I'm sure many people remember exactly where they were that day --- especially my fellow late 20-somethings. Most of us were in college at the time . . . about to finish and be on our way. I was a junior at ASU. I was outside walking to my film history class when a classmate ran past me. I turned and said, "What's wrong?" He kept running, but turned and shouted, "The World Trade Center has been hit." I stopped and looked around. That's when I noticed ASU's campus was completely silent. No one was around. Quiet.
I then bolted to my class, where other students from other classes had come to watch the news. We were packed tight in the room, watching the horror on a flat screen. When the second tower was going down, it seemed like everything was in slow motion . . . even our gasps. Silence. Seconds and seconds and seconds ticked by, and then my professor, who covered his face with his hand, said, "Go home. Go home to your families." I believe he's a native of New York . . . or maybe he lived there for several years. I'm not sure. But I remember the pain. And I remember us slowly filing out of the room.
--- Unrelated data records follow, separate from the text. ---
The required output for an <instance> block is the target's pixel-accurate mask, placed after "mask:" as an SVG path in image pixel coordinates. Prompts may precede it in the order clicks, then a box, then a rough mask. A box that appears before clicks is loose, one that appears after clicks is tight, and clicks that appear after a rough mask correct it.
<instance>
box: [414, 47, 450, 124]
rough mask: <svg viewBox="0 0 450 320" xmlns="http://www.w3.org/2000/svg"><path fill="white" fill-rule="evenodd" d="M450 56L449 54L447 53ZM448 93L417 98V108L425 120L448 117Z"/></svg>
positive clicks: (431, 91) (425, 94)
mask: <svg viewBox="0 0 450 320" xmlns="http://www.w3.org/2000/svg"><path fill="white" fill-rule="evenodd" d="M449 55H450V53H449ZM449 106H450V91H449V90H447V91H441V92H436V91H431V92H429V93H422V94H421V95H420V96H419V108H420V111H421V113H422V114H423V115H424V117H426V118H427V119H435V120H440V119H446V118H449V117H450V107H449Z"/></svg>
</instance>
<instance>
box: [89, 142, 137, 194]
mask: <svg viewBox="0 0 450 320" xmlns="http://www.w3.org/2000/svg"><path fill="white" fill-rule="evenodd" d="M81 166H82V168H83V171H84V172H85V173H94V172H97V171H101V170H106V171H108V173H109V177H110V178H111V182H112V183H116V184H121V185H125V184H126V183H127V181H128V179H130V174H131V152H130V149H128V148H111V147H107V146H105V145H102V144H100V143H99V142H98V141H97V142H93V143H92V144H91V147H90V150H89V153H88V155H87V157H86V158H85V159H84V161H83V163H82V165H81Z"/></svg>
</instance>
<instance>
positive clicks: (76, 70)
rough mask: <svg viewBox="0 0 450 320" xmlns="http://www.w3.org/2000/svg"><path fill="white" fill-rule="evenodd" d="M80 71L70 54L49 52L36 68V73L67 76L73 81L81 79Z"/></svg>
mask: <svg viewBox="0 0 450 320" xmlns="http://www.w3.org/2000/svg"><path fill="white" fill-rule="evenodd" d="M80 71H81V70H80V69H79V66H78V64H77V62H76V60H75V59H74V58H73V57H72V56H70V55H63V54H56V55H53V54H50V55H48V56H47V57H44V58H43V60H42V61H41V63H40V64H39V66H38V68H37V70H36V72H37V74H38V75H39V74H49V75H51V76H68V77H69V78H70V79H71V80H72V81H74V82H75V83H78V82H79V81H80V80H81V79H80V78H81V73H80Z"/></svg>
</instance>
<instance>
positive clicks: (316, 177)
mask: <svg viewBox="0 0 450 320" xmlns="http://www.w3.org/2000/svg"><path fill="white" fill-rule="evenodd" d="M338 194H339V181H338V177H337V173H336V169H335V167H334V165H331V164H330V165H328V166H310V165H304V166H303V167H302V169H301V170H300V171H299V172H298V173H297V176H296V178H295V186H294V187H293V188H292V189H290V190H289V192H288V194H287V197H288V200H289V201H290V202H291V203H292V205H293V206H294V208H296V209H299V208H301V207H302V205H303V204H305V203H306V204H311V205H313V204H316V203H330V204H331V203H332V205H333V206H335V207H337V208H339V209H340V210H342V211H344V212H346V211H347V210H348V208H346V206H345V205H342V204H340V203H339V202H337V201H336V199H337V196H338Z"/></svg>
I called my mom after I left. She was in Atlanta for work, and I could hear the panic in her voice as she reminded me that her best friend, Jane, worked at the Pentagon. Jane was OK. I sat on the floor of my Bellevue Ave. apartment watching Peter Jennings for the rest of the day. I couldn't pull my eyes away. Later that day, I found out my older brother was at Ft. Gordon at the time of the attacks and had to stay in a secured room for hours. He had no idea what had happened --- he was just told he had to wait in a room until further notice.
I can't imagine what the people whose relatives and/or friends died that day felt/feel.